A idade nos traz doses de ressentimento e gratidão. 
A porcentagem que escolhemos de cada um desses ingredientes faz toda a diferença.

quinta-feira, 17 de abril de 2025

Saudade e nostalgia

Ando meio cansado de ouvir que a palavra saudade só existe em português. Deixa eu (deixa-me - eu não aguento – pode até ser certo, mas é feio pra cacete!) dizer uma coisinha: NENHUMA PALAVRA SEQUER DE UMA LÍNGUA PODE SER TRADUZIDA TOTALMENTE PARA OUTRA. Imagina, por exemplo, que você nasceu em uma oficina mecânica e todos os seus parentes são mecânicos. Então quando falarem rebimboca da parafuseta vocês vão saber do que se trata, apesar da família de sua namorada em que todos são pescadores não tiverem ideia do que você está falando.

A coisa piora se alguém arrisca a cantada: ‘saudade do que ainda não vivemos”, que poderia até ser fofinho, não fosse dito por um macho tóxico. O tipo de cara capaz de ajudar um amigo (supostamente – olha aí meu jurídico imaginário) estuprador.

Saudade pode ser até única, porém acredito que as palavras têm significados vindo tempos imemoriais, perceba aqui que a origem (em termos de língua e história) fazem com que seja difícil até mesmo encontrar traduções (ou melhor sinônimos) na mesma língua. Saudade não é o mesmo que nostalgia, pois esta tem tudo a ver com dor (olha que a Marisa Monte tem a dela, eu a minha e você a sua), e apesar de saudade doer lá dentro é também fonte de prazer (a cantada já citada que o diga).

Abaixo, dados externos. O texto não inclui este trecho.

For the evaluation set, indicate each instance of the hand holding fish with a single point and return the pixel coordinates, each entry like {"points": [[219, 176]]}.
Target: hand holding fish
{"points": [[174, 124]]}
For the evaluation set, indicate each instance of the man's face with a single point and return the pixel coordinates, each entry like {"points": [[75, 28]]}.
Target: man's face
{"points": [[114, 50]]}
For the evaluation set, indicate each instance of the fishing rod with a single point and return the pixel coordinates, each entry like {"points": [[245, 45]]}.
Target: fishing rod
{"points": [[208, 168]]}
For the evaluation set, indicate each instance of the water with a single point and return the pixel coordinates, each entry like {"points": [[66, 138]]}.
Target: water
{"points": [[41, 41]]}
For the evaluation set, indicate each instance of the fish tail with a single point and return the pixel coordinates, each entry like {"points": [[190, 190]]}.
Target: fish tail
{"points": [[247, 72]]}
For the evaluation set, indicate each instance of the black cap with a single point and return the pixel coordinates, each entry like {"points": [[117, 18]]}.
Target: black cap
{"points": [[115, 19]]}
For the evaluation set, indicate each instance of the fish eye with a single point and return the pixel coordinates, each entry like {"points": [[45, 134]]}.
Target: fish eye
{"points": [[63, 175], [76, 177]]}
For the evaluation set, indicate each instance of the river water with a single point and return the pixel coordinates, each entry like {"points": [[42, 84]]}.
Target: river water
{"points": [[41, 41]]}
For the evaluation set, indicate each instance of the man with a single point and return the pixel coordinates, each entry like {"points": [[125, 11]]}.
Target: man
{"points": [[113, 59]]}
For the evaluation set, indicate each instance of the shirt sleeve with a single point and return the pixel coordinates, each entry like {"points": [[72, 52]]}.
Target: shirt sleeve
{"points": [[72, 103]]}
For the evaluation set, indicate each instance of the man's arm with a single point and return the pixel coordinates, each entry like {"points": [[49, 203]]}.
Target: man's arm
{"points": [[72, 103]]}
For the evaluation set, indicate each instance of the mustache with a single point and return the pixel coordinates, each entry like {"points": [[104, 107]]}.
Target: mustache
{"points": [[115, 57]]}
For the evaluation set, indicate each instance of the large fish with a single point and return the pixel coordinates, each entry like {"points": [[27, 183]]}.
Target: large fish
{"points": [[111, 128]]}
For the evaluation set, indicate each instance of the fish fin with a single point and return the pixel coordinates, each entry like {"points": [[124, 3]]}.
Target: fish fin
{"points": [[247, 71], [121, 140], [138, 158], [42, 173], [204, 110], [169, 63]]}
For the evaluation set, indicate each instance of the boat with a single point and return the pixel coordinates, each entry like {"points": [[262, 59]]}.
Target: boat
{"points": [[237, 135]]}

Talvez a culpa seja do tal Dom Sebastião. E antes que você me xingue por trazer referências que quase ninguém lembra, trata-se (que vontade de dizer “se trata”!) da história de um príncipe que morreu nas cruzadas. E deixou o povo português chupando dedo com saudades do que nunca viveu. Se ele voltasse e mantivesse os privilégios da corte como todos os outros de antes (e depois) fizeram, ninguém teria saudades. Seria mais uma dor lembrar dele.

Como torço pelo time que tem mais história que presente, observo que o Vasco também sofre desse tal sebastianismo. O problema se agrava com o fato de que nossos reis e príncipes fizeram muito mais que se perder em terras distantes. Foram grandes de fato. Cabe a nós sabermos que hoje usam bengalas ou pelo menos óculos bifocais.

E perdoem a fala etarista, mas deixemos atletismo para atletas e não para jogadores aposentados em atividade. Esse é o mesmo discurso que faço ao dizer que (quase) qualquer um pode ser bombeiro. E estabeleço o seguinte teste: Tenho 113 Kg, se eu me jogar aqui no chão você pode me arrastar por 30m, trajando roupa de aproximação e cilindro? Se a resposta é não sinto muito, fica pra outra encarnação. Há uns 10 anos eu seria capaz disso, hoje não mais. Por isso é que estou na reserva (ou seja, aposentado).

Então não me fale de saudades e de voltas, me fale como preparar quem está por vir, não me diga amanhã você quer sentir saudades como um (bom e) velho samba. Diga que nesse Sanatório Geral vai passar, como neste outro (ainda melhor) samba pra nossas novas gerações.